Vient enfin l'argument budgétaire, beaucoup de rédactions généralistes avançant le manque de moyens comme justification à leur retrait. Envoyer des journalistes à La Haye, maintenir des correspondants en Palestine, produire des formats longs… : tout cela a un coût. En crise, le modèle économique des grands médias ne permettrait pas ces déploiements. Les dirigeants de médias savent pourtant trouver des ressources quand ils le jugent « nécessaire »… En janvier 2020 par exemple, ils n'auront pas lésiné sur les moyens pour dépêcher nombre de leurs équipes et têtes d'affiche au Liban ou au Japon afin que ces dernières arrachent des « scoops » concernant l'évasion de Carlos Ghosn, l'ancien patron de Renaud-Nissan-Mitsubishi… Encore une fois, c'est donc une question de choix.
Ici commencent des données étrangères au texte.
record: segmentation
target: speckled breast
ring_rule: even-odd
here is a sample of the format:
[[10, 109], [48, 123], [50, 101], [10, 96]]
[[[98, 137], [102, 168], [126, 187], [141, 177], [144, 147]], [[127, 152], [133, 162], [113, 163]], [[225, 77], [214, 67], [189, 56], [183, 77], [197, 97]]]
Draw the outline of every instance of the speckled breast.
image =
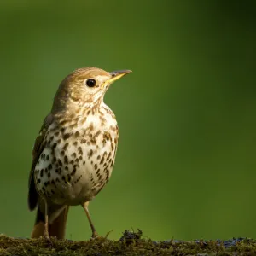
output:
[[53, 123], [35, 168], [38, 193], [60, 205], [90, 201], [111, 176], [118, 135], [115, 118], [108, 109], [84, 119], [62, 121], [61, 125]]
A fortiori lorsqu'on constate que certains médias, au modèle économique autrement plus précaire, produisent une couverture incroyablement plus riche de la situation en Palestine. Et ce, sans même parler de la possibilité de relayer les témoignages du terrain, qu'ils proviennent de journalistes palestiniens ou de multiples autres acteurs accessibles, de retour de Gaza ou sur place. Mais rien n'y fait. Même les médias indépendants, souvent perçus comme plus sensibles aux luttes sociales ou aux causes internationales, ne se dégagent pas de cette responsabilité. Ils ne peuvent pas « tout faire », certes. Mais pourquoi si peu d'articles sur les audiences de la CIJ ? Pourquoi si peu de paroles palestiniennes relayées dans des formats approfondis ? Je l'ai vécu en tant que journaliste indépendante. J'ai pu me rendre trois fois à La Haye et la question de l'argent revenait toujours. « Tu peux t'y rendre, mais pour 2 jours seulement », m'a-t-on rétorqué une première fois en février 2024, après plusieurs jours à négocier et débattre de l'importance de ces audiences. « Pas de budget, désolée », ai-je entendu la deuxième fois. « On ne peut pas te payer plus d'une pige », m'a-t-on dit la troisième fois… Le manque d'argent ne saurait être une excuse universelle. Il y a toujours de la place pour le choix.
Choisir de ne pas couvrir Gaza, c'est aussi choisir de couvrir autre chose à la place. Quand les rédactions généralistes ont choisi, mois après mois, de ne pas parler de Gaza, de ne pas couvrir la justice internationale, de ne pas exposer les récits palestiniens, elles ont fabriqué un silence politique. Elles ont dépolitisé l'histoire, affaibli la mémoire collective et nourri l'indifférence. Quand elles ont choisi de ne pas rapporter les tortures, de ne pas faire état des violations du droit humanitaire et d'ignorer les acteurs du droit international, elles ont contribué à décrédibiliser la justice. Francesca Albanese, la rapporteuse spéciale des Nations Unies sur les territoires palestiniens occupés, s'en émeut depuis dix-neuf mois : « L'indifférence médiatique permet la répétition des crimes », nous confiait-elle lors de son passage à Paris le 5 avril 2025 aux Assises pour la Palestine.
Le devoir d'informer ne consiste pas à relater ce qui fait le plus de bruit. Il implique de regarder là où les projecteurs dominants ne vont plus, de documenter les marges, de faire entendre ce que d'autres veulent faire taire, de redonner une voix à ceux qui en sont privés. Le choix de regarder ailleurs est politique. Et il aura, demain – comme il en avait hier – un coût professionnel, moral et démocratique de grande ampleur au sein des grands médias français.